その気配は7月19日の東京市場の引け後にあった。前日の米国市場で1.29%となっていた米10年債利回りは1.25%に低下し、つられてドル円も109円70銭あたりに下落した。日経平均先物も下落し、米株価指数先物ともにチャートをみても下をトライしそうな動きになっていた。

 あくまでチャート上でみてということになるが、もし米10年債利回りが1.2%を割り込むようなことになれば、1%も見えてくる。いずれにしても何ら材料が見当たらないなかのこの動きは、チャートを意識したものでテクニカルな動きを誘うようなものとなっていた。

 その動きは19日の米国市場でも継続した。米10年債利回りは一時1.17%まで低下した。新型コロナウイルスの感染力の強いインド型の感染拡大が要因とされているが、たぶん後講釈に過ぎないというか、ほかに要因が見当たらないことで、それが説明要因となったに過ぎないとみている。

 今回起きたのはチャートも意識された仕掛け的な動きであったと思われる。市場参加者にとっては嫌な動きが起きたことで、買い戻しや投げ売りが誘発された可能性が高い。

 つまり米国債市場では物価も高く、いずれFRBはテーパリングを行うはずで米債利回りが低下するのはおかしいとの認識も強かった。しかし、相場は逆の動きとなり、ここから米10年債利回りが低下するとチャートからみてさらなる低下が意識される水準にまで米債は買い進まれた。

 米国債利回りの低下は、今回はリスク回避の動きと捉えられた。その理由付けがインド型の感染拡大となった。このため株式市場にとっては下要因となり、ダウ平均は725ドル安。外為市場では円高を誘発した。それが原油先物市場にも飛び火し、WTI先物価格は急落し、WTI先物8月限は5.39ドル安の66.42ドルとなった。

 これらを受けて20日の東京市場では株安・債券高とはなったものの、こちらは比較的冷静な動きとなった。

 日本の10年債利回りのゼロ%も意識されたのかもしれないが東京時間では仕掛け人が動いてなかった。もしくは仕掛け的な動きは米国時間で終了。ストップロス等は入ったが、それがトレンドを形成させるほどのものではなかったともいえるのかもしれない。

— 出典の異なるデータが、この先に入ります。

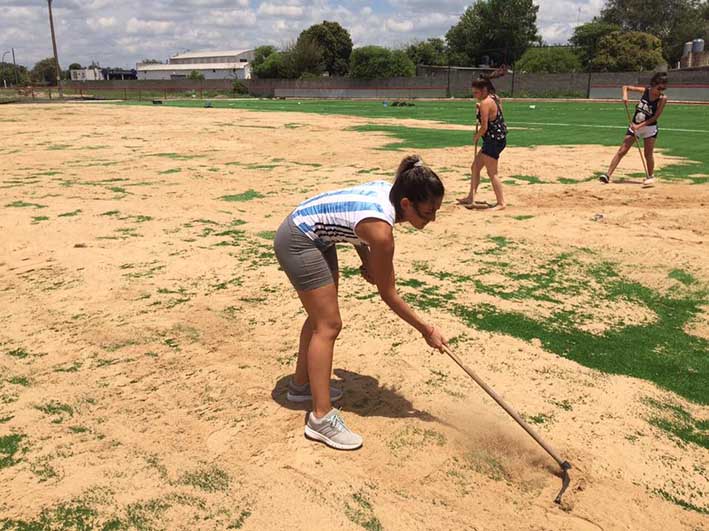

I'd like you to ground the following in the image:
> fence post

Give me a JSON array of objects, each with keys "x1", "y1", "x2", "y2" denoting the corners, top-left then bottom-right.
[
  {"x1": 139, "y1": 89, "x2": 141, "y2": 102},
  {"x1": 200, "y1": 80, "x2": 203, "y2": 99},
  {"x1": 511, "y1": 69, "x2": 516, "y2": 98},
  {"x1": 586, "y1": 70, "x2": 592, "y2": 99},
  {"x1": 48, "y1": 87, "x2": 52, "y2": 100},
  {"x1": 164, "y1": 88, "x2": 167, "y2": 100}
]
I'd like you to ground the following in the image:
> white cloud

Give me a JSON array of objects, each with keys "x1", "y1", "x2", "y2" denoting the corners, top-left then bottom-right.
[
  {"x1": 126, "y1": 18, "x2": 175, "y2": 35},
  {"x1": 258, "y1": 2, "x2": 304, "y2": 17},
  {"x1": 87, "y1": 16, "x2": 117, "y2": 29},
  {"x1": 204, "y1": 9, "x2": 258, "y2": 27},
  {"x1": 386, "y1": 19, "x2": 415, "y2": 33}
]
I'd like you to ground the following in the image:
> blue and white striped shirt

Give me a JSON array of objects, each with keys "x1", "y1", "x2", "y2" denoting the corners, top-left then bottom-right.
[{"x1": 291, "y1": 181, "x2": 395, "y2": 248}]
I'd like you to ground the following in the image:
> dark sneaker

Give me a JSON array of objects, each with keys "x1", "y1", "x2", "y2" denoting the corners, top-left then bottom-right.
[
  {"x1": 304, "y1": 409, "x2": 363, "y2": 450},
  {"x1": 599, "y1": 173, "x2": 610, "y2": 184},
  {"x1": 287, "y1": 380, "x2": 343, "y2": 403}
]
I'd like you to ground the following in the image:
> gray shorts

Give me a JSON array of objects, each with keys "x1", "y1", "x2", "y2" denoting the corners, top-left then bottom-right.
[{"x1": 274, "y1": 216, "x2": 338, "y2": 292}]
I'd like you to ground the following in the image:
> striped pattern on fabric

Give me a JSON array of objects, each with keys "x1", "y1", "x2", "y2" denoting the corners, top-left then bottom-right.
[{"x1": 291, "y1": 181, "x2": 395, "y2": 248}]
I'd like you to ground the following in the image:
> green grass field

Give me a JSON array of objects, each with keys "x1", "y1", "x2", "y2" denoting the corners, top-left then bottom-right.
[{"x1": 118, "y1": 99, "x2": 709, "y2": 183}]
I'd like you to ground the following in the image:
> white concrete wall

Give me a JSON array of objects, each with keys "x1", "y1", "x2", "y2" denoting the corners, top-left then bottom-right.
[
  {"x1": 70, "y1": 68, "x2": 104, "y2": 81},
  {"x1": 138, "y1": 67, "x2": 249, "y2": 80}
]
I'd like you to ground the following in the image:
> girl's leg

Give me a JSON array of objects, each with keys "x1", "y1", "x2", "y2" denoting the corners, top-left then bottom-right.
[
  {"x1": 483, "y1": 155, "x2": 506, "y2": 209},
  {"x1": 293, "y1": 274, "x2": 339, "y2": 386},
  {"x1": 293, "y1": 318, "x2": 312, "y2": 386},
  {"x1": 643, "y1": 137, "x2": 656, "y2": 177},
  {"x1": 606, "y1": 136, "x2": 635, "y2": 177},
  {"x1": 459, "y1": 154, "x2": 484, "y2": 204},
  {"x1": 296, "y1": 282, "x2": 342, "y2": 418}
]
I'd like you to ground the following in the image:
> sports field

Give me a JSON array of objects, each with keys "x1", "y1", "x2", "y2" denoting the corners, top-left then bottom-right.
[{"x1": 1, "y1": 100, "x2": 707, "y2": 530}]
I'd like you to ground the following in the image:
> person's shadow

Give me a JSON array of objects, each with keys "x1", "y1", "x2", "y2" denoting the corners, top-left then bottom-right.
[{"x1": 271, "y1": 368, "x2": 443, "y2": 424}]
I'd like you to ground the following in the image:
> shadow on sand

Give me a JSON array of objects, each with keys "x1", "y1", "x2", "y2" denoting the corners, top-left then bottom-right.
[{"x1": 271, "y1": 368, "x2": 444, "y2": 424}]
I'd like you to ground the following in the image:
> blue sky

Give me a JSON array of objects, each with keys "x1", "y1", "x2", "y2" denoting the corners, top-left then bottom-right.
[{"x1": 0, "y1": 1, "x2": 605, "y2": 69}]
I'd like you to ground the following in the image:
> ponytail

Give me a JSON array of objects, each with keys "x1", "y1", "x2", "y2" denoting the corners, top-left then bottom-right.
[
  {"x1": 390, "y1": 155, "x2": 445, "y2": 221},
  {"x1": 472, "y1": 65, "x2": 508, "y2": 94}
]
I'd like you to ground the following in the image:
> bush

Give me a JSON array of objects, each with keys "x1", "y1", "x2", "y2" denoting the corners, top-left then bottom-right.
[
  {"x1": 349, "y1": 46, "x2": 416, "y2": 79},
  {"x1": 592, "y1": 31, "x2": 665, "y2": 72},
  {"x1": 515, "y1": 47, "x2": 582, "y2": 73}
]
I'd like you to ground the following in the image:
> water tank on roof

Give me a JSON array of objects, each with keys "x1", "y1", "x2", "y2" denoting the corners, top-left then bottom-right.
[
  {"x1": 683, "y1": 42, "x2": 693, "y2": 56},
  {"x1": 692, "y1": 39, "x2": 705, "y2": 53}
]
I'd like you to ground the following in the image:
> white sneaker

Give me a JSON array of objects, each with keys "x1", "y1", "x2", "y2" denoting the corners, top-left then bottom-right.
[
  {"x1": 643, "y1": 176, "x2": 656, "y2": 187},
  {"x1": 286, "y1": 380, "x2": 343, "y2": 403},
  {"x1": 304, "y1": 409, "x2": 363, "y2": 450}
]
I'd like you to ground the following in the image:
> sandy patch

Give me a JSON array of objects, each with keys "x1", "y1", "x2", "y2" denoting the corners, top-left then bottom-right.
[{"x1": 0, "y1": 104, "x2": 706, "y2": 530}]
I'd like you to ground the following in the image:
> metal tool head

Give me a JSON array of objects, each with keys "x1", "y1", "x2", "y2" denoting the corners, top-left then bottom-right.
[{"x1": 554, "y1": 461, "x2": 572, "y2": 504}]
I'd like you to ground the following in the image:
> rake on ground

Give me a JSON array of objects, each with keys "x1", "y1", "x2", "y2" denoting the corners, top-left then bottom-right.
[{"x1": 442, "y1": 345, "x2": 572, "y2": 504}]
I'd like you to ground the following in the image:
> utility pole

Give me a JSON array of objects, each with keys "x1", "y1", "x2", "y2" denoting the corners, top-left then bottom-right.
[
  {"x1": 12, "y1": 48, "x2": 19, "y2": 85},
  {"x1": 47, "y1": 0, "x2": 63, "y2": 97}
]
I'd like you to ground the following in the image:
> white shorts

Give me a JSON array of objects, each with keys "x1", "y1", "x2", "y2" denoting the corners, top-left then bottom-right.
[{"x1": 627, "y1": 125, "x2": 658, "y2": 139}]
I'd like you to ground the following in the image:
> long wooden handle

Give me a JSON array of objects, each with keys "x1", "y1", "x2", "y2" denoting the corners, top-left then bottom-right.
[
  {"x1": 442, "y1": 345, "x2": 567, "y2": 467},
  {"x1": 624, "y1": 101, "x2": 650, "y2": 179},
  {"x1": 474, "y1": 103, "x2": 480, "y2": 156}
]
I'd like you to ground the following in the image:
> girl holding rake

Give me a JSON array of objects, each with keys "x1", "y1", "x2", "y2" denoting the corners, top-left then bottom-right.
[
  {"x1": 600, "y1": 72, "x2": 668, "y2": 186},
  {"x1": 274, "y1": 155, "x2": 448, "y2": 450},
  {"x1": 458, "y1": 69, "x2": 508, "y2": 211}
]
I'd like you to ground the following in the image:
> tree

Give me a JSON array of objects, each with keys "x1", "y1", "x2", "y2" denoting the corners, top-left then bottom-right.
[
  {"x1": 600, "y1": 0, "x2": 708, "y2": 64},
  {"x1": 390, "y1": 50, "x2": 417, "y2": 77},
  {"x1": 253, "y1": 51, "x2": 288, "y2": 78},
  {"x1": 515, "y1": 46, "x2": 583, "y2": 73},
  {"x1": 252, "y1": 45, "x2": 277, "y2": 71},
  {"x1": 68, "y1": 62, "x2": 82, "y2": 70},
  {"x1": 349, "y1": 46, "x2": 415, "y2": 79},
  {"x1": 188, "y1": 70, "x2": 205, "y2": 80},
  {"x1": 570, "y1": 20, "x2": 621, "y2": 67},
  {"x1": 298, "y1": 21, "x2": 352, "y2": 76},
  {"x1": 252, "y1": 40, "x2": 325, "y2": 79},
  {"x1": 0, "y1": 63, "x2": 30, "y2": 85},
  {"x1": 140, "y1": 59, "x2": 162, "y2": 64},
  {"x1": 31, "y1": 57, "x2": 59, "y2": 85},
  {"x1": 405, "y1": 38, "x2": 447, "y2": 66},
  {"x1": 592, "y1": 31, "x2": 665, "y2": 72},
  {"x1": 286, "y1": 38, "x2": 325, "y2": 79},
  {"x1": 446, "y1": 0, "x2": 540, "y2": 67}
]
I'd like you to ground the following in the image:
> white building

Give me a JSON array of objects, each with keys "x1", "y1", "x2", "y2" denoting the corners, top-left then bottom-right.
[
  {"x1": 70, "y1": 67, "x2": 104, "y2": 81},
  {"x1": 137, "y1": 50, "x2": 255, "y2": 80}
]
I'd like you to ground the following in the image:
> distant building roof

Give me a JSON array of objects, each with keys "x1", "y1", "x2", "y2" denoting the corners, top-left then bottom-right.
[
  {"x1": 138, "y1": 62, "x2": 249, "y2": 71},
  {"x1": 170, "y1": 50, "x2": 253, "y2": 60}
]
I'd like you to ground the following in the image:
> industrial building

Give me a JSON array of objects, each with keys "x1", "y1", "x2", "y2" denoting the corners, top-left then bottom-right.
[
  {"x1": 137, "y1": 50, "x2": 255, "y2": 80},
  {"x1": 70, "y1": 67, "x2": 137, "y2": 81},
  {"x1": 679, "y1": 39, "x2": 707, "y2": 69}
]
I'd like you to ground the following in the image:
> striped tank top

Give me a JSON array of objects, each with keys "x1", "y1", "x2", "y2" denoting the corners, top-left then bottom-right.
[{"x1": 291, "y1": 181, "x2": 396, "y2": 248}]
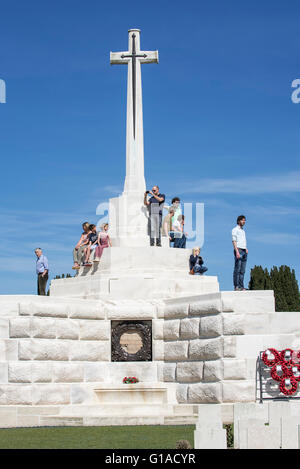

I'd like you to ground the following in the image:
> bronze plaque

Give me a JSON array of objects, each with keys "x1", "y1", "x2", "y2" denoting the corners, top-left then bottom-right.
[{"x1": 111, "y1": 321, "x2": 152, "y2": 362}]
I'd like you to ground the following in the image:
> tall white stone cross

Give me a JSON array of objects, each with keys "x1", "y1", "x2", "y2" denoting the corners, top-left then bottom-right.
[{"x1": 110, "y1": 29, "x2": 159, "y2": 195}]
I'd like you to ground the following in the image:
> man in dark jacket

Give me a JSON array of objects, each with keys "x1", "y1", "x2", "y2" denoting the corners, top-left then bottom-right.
[{"x1": 144, "y1": 185, "x2": 165, "y2": 247}]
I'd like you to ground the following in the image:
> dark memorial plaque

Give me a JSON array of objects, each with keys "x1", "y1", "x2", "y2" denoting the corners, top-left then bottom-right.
[{"x1": 111, "y1": 321, "x2": 152, "y2": 362}]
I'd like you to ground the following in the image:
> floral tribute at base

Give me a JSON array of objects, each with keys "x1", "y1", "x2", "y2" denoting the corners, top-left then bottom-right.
[{"x1": 123, "y1": 377, "x2": 139, "y2": 384}]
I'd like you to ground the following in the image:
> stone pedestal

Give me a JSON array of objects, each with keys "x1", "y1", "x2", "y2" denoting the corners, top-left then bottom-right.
[
  {"x1": 95, "y1": 383, "x2": 168, "y2": 405},
  {"x1": 109, "y1": 193, "x2": 149, "y2": 248},
  {"x1": 50, "y1": 246, "x2": 219, "y2": 300}
]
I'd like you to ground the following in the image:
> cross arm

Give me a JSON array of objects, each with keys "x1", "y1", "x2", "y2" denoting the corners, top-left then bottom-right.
[
  {"x1": 140, "y1": 50, "x2": 159, "y2": 64},
  {"x1": 110, "y1": 52, "x2": 129, "y2": 65}
]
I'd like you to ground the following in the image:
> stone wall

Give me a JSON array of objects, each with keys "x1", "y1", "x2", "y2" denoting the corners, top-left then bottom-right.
[
  {"x1": 0, "y1": 290, "x2": 299, "y2": 410},
  {"x1": 158, "y1": 292, "x2": 300, "y2": 404}
]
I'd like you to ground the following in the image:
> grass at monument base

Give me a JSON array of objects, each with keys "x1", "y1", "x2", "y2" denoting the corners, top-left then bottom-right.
[{"x1": 0, "y1": 425, "x2": 195, "y2": 449}]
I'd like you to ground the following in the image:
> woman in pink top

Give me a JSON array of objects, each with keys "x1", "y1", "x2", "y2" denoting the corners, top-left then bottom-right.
[{"x1": 94, "y1": 223, "x2": 112, "y2": 262}]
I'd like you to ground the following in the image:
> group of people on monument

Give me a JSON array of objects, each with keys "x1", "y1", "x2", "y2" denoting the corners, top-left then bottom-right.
[
  {"x1": 35, "y1": 196, "x2": 248, "y2": 294},
  {"x1": 72, "y1": 222, "x2": 112, "y2": 269},
  {"x1": 71, "y1": 188, "x2": 203, "y2": 272},
  {"x1": 70, "y1": 207, "x2": 248, "y2": 288},
  {"x1": 144, "y1": 187, "x2": 187, "y2": 248}
]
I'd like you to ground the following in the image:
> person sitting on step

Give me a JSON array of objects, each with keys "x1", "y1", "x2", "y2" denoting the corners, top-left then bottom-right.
[
  {"x1": 189, "y1": 247, "x2": 208, "y2": 275},
  {"x1": 72, "y1": 222, "x2": 91, "y2": 270},
  {"x1": 94, "y1": 223, "x2": 112, "y2": 262},
  {"x1": 83, "y1": 224, "x2": 98, "y2": 267}
]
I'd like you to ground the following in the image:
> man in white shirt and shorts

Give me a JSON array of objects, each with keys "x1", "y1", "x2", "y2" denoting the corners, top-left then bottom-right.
[{"x1": 232, "y1": 215, "x2": 248, "y2": 291}]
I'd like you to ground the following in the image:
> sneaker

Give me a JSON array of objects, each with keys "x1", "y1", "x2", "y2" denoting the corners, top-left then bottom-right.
[
  {"x1": 83, "y1": 262, "x2": 92, "y2": 267},
  {"x1": 234, "y1": 287, "x2": 242, "y2": 291},
  {"x1": 93, "y1": 258, "x2": 100, "y2": 263}
]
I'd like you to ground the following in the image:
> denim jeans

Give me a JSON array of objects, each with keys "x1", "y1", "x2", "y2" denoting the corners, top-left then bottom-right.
[
  {"x1": 233, "y1": 248, "x2": 247, "y2": 288},
  {"x1": 194, "y1": 264, "x2": 208, "y2": 275},
  {"x1": 174, "y1": 233, "x2": 187, "y2": 248}
]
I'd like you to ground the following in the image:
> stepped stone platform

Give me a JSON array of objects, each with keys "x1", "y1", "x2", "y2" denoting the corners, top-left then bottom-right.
[
  {"x1": 0, "y1": 290, "x2": 299, "y2": 427},
  {"x1": 50, "y1": 247, "x2": 219, "y2": 300},
  {"x1": 3, "y1": 29, "x2": 297, "y2": 431}
]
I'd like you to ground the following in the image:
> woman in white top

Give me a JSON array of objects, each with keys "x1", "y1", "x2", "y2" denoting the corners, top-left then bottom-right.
[{"x1": 173, "y1": 215, "x2": 187, "y2": 248}]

 しかし、東京時間でビットコインが3万ドルの大台を割り込んだが、こちらを仕掛けていた可能性はある。これもある意味、リスク回避となるか。

 いずれにしても東京オリンピックも控え、やや神経質な地合ともなりつつあり、このような仕掛け的な動きが入りやすいともいえるのかもしれない。

 20日の米国市場でも仕掛け的な動き、もしくは売り方のショートカバーか、米10年債利回りは1.12%まで低下したが、そこから急反発し、1.22%に。米長期金利が結果として上昇したのをみて米国株式市場は買い戻され、ドル円も反発していた。